This two-disc set showcases some of Claudio Abbado's first recordings of Mahler. His Mahler tends to divide people, as does most of what he does, but there is little doubt in my mind that this conductor's work is best early in his career. Some may disagree, and it doesn't help my case that this set is really only half useful. While it holds his finest version of the Second, the Fourth is simply not good enough to carry any weight.
As beautifully as they can and do play, the Vienna Philharmonic is not a Mahler orchestra in the same way that say, New York carries that tradition. Mehta, Bernstein and Boulez have made good to excellent recordings with the orchestra, but by and large the tonal refinement and unwillingness to indulge in excess are at odds with the huge range of sounds that Mahler calls for. The Fourth symphony would seem to be a fine fit then, but it isn't. The fault is Abbado's. He wastes the magnificent sound in front of him, and captures none of the music's fantasy and charm. The Philharmonic sounds bored and boring as a result. For his part, Abbado seems unable to create any atmosphere. Tempos are never unreasonable, the playing is decent – it should be exceptional – and there's not much wrong overall technically. But neither is there anything of distinction. This is simply dull. Oh, right; what about the fourth movement singing? Frederica von Stade is excellent, as one might expect, but the playing behind her remains almost painfully devoid of anything noteworthy. What an unhappy performance!
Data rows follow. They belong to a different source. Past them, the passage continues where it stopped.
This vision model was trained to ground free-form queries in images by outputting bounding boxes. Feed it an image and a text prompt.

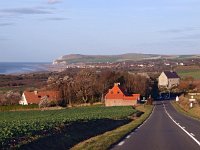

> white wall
[19,93,28,105]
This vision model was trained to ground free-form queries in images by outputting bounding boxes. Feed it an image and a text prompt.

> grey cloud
[0,8,52,15]
[159,27,200,33]
[175,34,200,40]
[0,22,14,27]
[48,0,61,4]
[44,17,70,21]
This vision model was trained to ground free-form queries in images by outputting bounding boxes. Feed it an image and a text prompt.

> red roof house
[105,83,140,106]
[19,91,60,105]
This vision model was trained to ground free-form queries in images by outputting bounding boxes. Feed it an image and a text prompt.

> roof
[24,91,60,104]
[164,71,180,78]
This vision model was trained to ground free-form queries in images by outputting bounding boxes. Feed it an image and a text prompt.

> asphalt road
[112,101,200,150]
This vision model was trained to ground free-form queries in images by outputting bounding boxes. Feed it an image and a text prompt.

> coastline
[0,62,52,75]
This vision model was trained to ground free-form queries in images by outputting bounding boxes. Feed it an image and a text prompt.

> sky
[0,0,200,62]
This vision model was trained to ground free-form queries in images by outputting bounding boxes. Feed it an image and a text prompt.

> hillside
[53,53,200,64]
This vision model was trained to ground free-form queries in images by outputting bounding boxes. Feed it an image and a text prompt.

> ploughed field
[0,106,136,148]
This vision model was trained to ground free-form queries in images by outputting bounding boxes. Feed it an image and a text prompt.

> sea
[0,62,51,74]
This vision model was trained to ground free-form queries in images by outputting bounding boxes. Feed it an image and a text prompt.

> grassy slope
[0,106,136,149]
[72,106,153,150]
[172,102,200,120]
[178,69,200,79]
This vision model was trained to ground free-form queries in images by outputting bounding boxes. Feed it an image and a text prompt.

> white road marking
[164,102,200,146]
[118,141,124,146]
[117,107,155,146]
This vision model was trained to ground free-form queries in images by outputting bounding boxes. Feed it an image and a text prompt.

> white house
[158,71,180,88]
[19,91,60,105]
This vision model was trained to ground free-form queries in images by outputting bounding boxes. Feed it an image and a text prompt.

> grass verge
[72,106,153,150]
[171,101,200,121]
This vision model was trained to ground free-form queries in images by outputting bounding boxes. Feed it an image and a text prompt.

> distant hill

The Second fares noticeably better. The Chicago Symphony is far more reliable in this music than their Viennese counterparts, although even in 1977 the orchestra hardly needed to record more Mahler. No matter, this is much more satisfying than the Fourth. Abbado favors broad first movement tempos aided by some outstanding playing. Brass is superb, but every section deserves credit. Dynamics actually exist in this recording, and Abbado thankfully utilizes the excellence in front of him. Perhaps it's not the "best", but it certainly is one of the better Seconds to come out of Chicago. I still think that Walter, Bernstein and others bring more to the table, but this is at the very least a worthy testament to a great orchestra and chorus. Taken as a whole over time, Abbado's accomplishments on disc are startlingly uneven, and while this set confirms that, it also demonstrates clearly what an abundance of talent was (and still is) on display. At budget price, this is worth looking into to celebrate what was…and could have been.